Si l’adoxia est liée au courage, c’est parce qu’elle fait l’épreuve d’une transgression qui ne cherche ni à plaire ni à instrumenter mais simplement à être au plus près du dire vrai, c’est-à-dire au plus près de cette capacité à se dire soi-même. Ce qui est exemplaire dans l’attitude cynique­ ne relève pas de la provocation, mais de l’expérience radicale d’être un avec soi-même. S’il y a dépouillement ou pauvreté, c’est bien là, dans « l’émergence de la vraie vie comme vie autre, scandaleusement autre »6, récréant l’ordre des valeurs. Car rien n’est plus radical ou étranger que ce moment d’intime fusion avec soi-même. Et c’est là où le profil du courageux est un profil souverain. Il s’agit bien de récupérer une maîtrise de soi, de s’imposer comme sujet souverain, sans pour autant pratiquer l’illusoire souveraineté sur les autres. La vraie souveraineté est une misère de pouvoir. Le courageux, qu’il soit politique ou moral, crée une monarchie, le vrai lieu où s’exerce la souveraineté du sujet.

Le courageux, un sujet souverain

Si le cynique reste un parangon pertinent du dépouillement­ ascétique, il n’en demeure pas moins que le défi est plus complexe pour un individu né dans nos sociétés contemporaines où l’expérience de la pauvreté ne renvoie pas aux mêmes modalités. Il ne s’agira pas en effet de se dédouaner de tout attachement mais de distinguer entre les faux et les vrais, les nécessaires et les superfétatoires. « Être sans chagrin et sans crainte », c’est être libre mais pas nécessairement être sans maison, sans femmes et sans enfants7. L’enjeu, pour le citoyen et l’homme politique, c’est à l’instar du cynique, de trouver la manière la plus « serrée » de lier son discours et sa vie. Promettre n’engage précisément pas que les autres. Ce qui prévaut, c’est la nécessité de la règle de la non-dissimulation. Une transparence avec soi-même. Ou plutôt une aptitude à être sous le regard de soi-même. Nullement une obligation de transparence, au sens où l’on peut l’entendre aujourd’hui, en abolissant les frontières du public, du privé, et de l’intime­. Chez Épictète, la non-dissimulation, c’est vivre et se savoir vivre sous ce regard intérieur. Nous ne sommes pas seuls, mais toujours sous le regard d’un œil intérieur. Le souci de soi est une exigence du non-oubli de soi. Or les professionnels du (faux) dire-vrai-communicationnel ont ce talent de créer l’oubli de soi-même. La démocratie reste ce régime ambivalent de la parole, où la volonté d’instrumentation affronte celle de sa déconstruction.

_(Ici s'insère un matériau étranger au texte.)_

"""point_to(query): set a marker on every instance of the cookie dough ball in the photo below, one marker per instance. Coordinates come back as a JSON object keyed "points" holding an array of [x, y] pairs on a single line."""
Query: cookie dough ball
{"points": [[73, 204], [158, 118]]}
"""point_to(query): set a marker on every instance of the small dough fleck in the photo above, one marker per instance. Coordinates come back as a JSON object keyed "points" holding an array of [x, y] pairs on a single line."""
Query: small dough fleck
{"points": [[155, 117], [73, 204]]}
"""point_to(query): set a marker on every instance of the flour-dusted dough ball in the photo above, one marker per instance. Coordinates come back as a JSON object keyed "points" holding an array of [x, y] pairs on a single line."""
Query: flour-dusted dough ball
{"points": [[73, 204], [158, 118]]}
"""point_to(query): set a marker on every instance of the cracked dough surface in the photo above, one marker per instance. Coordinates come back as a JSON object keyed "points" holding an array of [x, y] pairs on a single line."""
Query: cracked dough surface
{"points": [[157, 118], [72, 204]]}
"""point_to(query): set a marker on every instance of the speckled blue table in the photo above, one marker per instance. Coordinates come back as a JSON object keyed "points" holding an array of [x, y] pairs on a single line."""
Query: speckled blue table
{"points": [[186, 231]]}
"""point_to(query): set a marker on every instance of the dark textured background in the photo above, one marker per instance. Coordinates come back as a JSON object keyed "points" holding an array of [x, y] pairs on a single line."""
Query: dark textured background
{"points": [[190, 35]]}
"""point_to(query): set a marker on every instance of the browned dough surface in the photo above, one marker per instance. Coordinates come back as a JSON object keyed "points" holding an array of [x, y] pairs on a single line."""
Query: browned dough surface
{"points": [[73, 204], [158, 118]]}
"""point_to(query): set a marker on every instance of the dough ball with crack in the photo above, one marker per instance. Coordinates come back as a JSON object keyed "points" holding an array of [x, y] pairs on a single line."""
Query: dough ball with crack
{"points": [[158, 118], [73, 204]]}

* Voir les chapitres consacrés à la parrêsia in La fin du courage, Fayard, 2010. 1. Michel Foucault, Le courage de la vérité. Le gouvernement de soi et des autres II. Cours au Collège de France, 1984, Gallimard/Le Seuil, collection « Hautes Études », rééd. 2009. 2. Ibidem, p. 12 3. Ibidem, p. 13 4. Ibidem, p. 15 5. Ibidem, p. 240 6. Ibidem, p. 242 7. Ibidem, p. 159 citant Épictète, Entretiens, III, XXII, 48, p. 77 : « Je n’ai ni femme, ni enfants, ni palais de gouverneur, mais la terre seule et le ciel, et un vieux manteau. Et qu’est-ce qui me manque. Ne suis-je pas sans chagrin et sans crainte, ne suis-je pas libre ? ».